The band had their biggest hit with "Grow", which reached No. 18 in the UK Singles Chart. The band headlined several tours in the UK. They also played two gigs at the Shepherd's Bush Empire and made guest appearances on Friday Night with Jonathan Ross (on 16 December 2005, and on the Jonathan Ross Radio Show on 4 February 2006). They also appeared on Jools Holland's show Later..., Popworld, CDUK, the Des and Mel Show, The Friday Night Project, and appeared three times on Top of the Pops. They performed an iTunes Live from London gig at the London Apple Store. They recorded a 'secret session' for Tiscali. They appeared at the V Festival and the Isle of Wight Festival.

Guitarist Adj Buffone announced that he had left the band and formed the band Raygun in November 2006. Lead singer Harry Collier was featured on the 2006 Faithless single "Bombs".
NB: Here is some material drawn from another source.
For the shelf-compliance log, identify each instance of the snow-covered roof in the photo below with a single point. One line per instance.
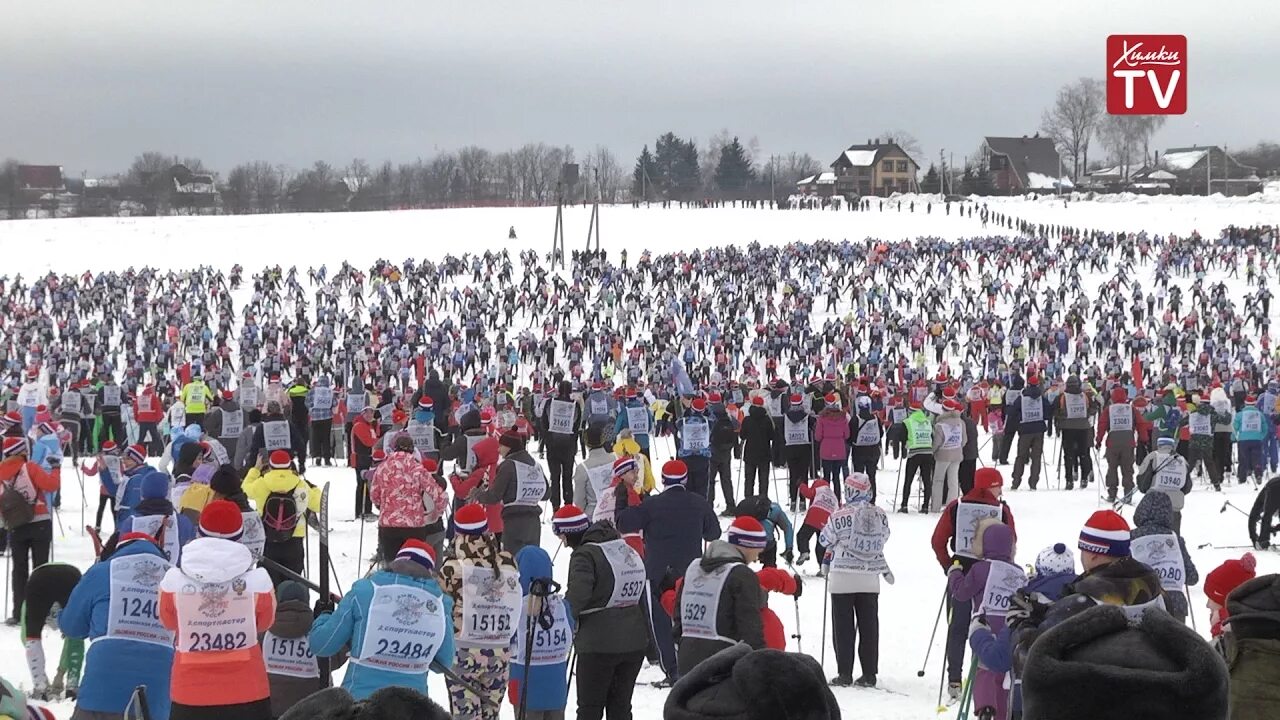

Kubb's official website was last updated in 2006, and news on the band has been lacking since Buffone left. Harry Collier is currently working on new material for Kubb with a new line-up that features John Hogg (guitar) and Alex Evans (keyboards) from Moke, and Martin Wright (drums). The band played the O2 Shepherd's Bush Empire in December 2009 under the name The Daddy. Original member Ben Langmaid served as half of the duo La Roux until his departure in 2012.

==Musical style==
The band have drawn comparisons with others such as Radiohead, Muse, Keane, and Jeff Buckley. Caroline Sullivan in The Guardian commented: "Kubb specialise in the kind of arena-sized balladry that has Coldplay racking up the frequent-flyer miles", and compared Collier's voice to Buckley and Antony Hegarty. Dave Simpson, writing in The Guardian, described the band's sound as "Abbey Road-era Beatles fronted by Jeff Buckley with a suggestion of epic, melancholy 1980s heroic failures such as The Comsat Angels."

==Discography==

===Albums===
- Mother (14 November 2005), Mercury - UK # 26
- Live from London (iTunes) (7 March 2006)

===Singles===
From Mother:
- "Somebody Else" (30 May 2005)
- "Remain" (22 August 2005), UK # 45
- "Wicked Soul" (7 November 2005), UK # 25 TUR # 14
- "Grow" (6 February 2006), UK # 18
- "Remain" (1 May 2006), UK # 189

=== Opendisc ===
Exclusive content available through Opendisc: Video: 'Grow', 'Remain', Making Of 'Remain', Kubb Interview, Vidéo Live au Barfly and photos.